2.2. Appellanten betogen dat de rechtbank ten onrechte heeft overwogen dat de afstand tussen de woningen 63, 64 en 65 en de bestemmingsgrens meer dan 10 meter is. Voorts betogen appellanten dat de rechtbank eveneens ten onrechte heeft overwogen dat de omstandigheid dat een deel van de percelen, waarop de zomerwoningen zijn voorzien, volgens de bouwtekening binnen de groenstrook valt, geen strijd met het bestemmingsplan oplevert.
2.2.1. Dit betoog slaagt niet. Niet aannemelijk is geworden dat de afstand tussen de woningen en de bestemmingsgrens, die zich naast de groenstrook bevindt, minder is dan 10 meter. Voor zover appellanten betogen dat in strijd met de bouwvergunning wordt gebouwd, betreft dit de feitelijke uitvoering van het bouwplan, welke in deze procedure niet aan de orde kan komen.
Voorts heeft de rechtbank met juistheid overwogen dat het bouwplan niet voorziet in verharding of bebouwing binnen 10 meter van de bestemmingsgrens en derhalve niet in strijd is met het bestemmingsplan. Anders dan appellanten kennelijk veronderstellen volgt uit artikel 19, tweede lid, van de planvoorschriften niet dat de groenstrook een afzonderlijk onderdeel van het recreatieterrein moet zijn en niet mag worden gesitueerd op de kavels waarop de zomerwoningen zijn voorzien.
2.3. Ten slotte betogen appellanten dat de rechtbank ten onrechte heeft geoordeeld dat het college in bezwaar geen kosten hoefde te vergoeden.
2.3.1. Ingevolge artikel 7:15, tweede lid, van de Algemene wet bestuursrecht (hierna: de Awb) worden, voor zover thans van belang, de kosten die de belanghebbende in verband met de behandeling van het bezwaar redelijkerwijs heeft moeten maken, door het bestuursorgaan uitsluitend vergoed op verzoek van de belanghebbende voorzover het bestreden besluit wordt herroepen wegens aan het bestuursorgaan te wijten onrechtmatigheid.
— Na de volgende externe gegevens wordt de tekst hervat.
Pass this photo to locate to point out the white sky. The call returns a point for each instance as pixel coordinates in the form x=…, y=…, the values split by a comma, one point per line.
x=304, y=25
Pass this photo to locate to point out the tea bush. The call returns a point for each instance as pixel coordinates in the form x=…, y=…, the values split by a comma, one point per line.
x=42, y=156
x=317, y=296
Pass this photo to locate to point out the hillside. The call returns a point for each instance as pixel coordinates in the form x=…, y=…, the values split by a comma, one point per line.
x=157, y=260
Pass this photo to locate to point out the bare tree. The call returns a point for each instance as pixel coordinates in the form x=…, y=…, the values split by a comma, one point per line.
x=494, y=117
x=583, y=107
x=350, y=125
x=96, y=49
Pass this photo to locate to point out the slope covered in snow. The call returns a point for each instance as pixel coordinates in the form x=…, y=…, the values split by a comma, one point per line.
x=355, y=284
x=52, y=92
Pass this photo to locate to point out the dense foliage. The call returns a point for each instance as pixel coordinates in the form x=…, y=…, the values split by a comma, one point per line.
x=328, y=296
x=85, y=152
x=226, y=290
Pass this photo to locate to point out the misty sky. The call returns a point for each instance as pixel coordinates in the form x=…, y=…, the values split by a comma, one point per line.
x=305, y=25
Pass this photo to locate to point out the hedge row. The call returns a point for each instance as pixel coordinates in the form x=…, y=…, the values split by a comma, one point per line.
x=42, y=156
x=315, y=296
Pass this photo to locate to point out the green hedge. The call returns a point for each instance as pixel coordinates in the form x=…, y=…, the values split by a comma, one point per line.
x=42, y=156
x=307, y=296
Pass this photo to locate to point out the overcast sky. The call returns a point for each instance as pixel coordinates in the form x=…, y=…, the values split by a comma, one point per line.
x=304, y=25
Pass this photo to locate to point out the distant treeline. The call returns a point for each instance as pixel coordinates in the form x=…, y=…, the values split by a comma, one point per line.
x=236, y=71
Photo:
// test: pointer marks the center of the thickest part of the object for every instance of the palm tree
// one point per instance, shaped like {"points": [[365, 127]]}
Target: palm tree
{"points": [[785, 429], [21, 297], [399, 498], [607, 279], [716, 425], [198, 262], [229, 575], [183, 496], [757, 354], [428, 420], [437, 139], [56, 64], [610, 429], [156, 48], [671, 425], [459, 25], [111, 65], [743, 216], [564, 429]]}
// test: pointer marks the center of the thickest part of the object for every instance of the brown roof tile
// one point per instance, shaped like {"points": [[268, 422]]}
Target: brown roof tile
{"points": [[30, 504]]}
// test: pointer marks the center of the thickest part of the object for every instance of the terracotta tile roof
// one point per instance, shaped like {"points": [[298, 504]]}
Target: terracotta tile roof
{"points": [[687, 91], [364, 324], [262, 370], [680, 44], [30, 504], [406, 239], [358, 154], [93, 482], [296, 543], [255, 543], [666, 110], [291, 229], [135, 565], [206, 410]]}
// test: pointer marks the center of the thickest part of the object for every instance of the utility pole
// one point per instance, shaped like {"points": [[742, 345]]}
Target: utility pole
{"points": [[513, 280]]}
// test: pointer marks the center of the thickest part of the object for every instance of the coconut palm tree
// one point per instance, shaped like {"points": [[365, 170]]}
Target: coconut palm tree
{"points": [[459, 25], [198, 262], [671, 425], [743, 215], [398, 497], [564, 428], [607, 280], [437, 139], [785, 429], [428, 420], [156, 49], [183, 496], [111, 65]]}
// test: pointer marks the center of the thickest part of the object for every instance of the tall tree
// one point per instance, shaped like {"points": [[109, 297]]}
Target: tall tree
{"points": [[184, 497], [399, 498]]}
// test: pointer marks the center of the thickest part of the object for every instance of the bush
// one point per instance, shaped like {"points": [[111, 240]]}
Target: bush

2.4. Ook dit betoog van appellanten treft geen doel. Het college heeft het primaire besluit herroepen naar aanleiding van de wijziging van de oorspronkelijke bouwaanvraag. De rechtbank heeft derhalve terecht geoordeeld dat niet kan worden gezegd dat, hoewel de bezwaren van [appellant b] deels gegrond zijn verklaard en het besluit van 17 december 2003 is herroepen, sprake is van herroeping wegens aan het college te wijten onrechtmatigheid.
2.5. Het hoger beroep is ongegrond. De aangevallen uitspraak moet worden bevestigd.
2.6. Voor een proceskostenveroordeling bestaat geen aanleiding.
De Afdeling bestuursrechtspraak van de Raad van State
Recht doende in naam der Koningin:
bevestigt de aangevallen uitspraak.
Aldus vastgesteld door mr. H. Troostwijk, Lid van de enkelvoudige kamer, in tegenwoordigheid van mr. P. Lodder, ambtenaar van Staat.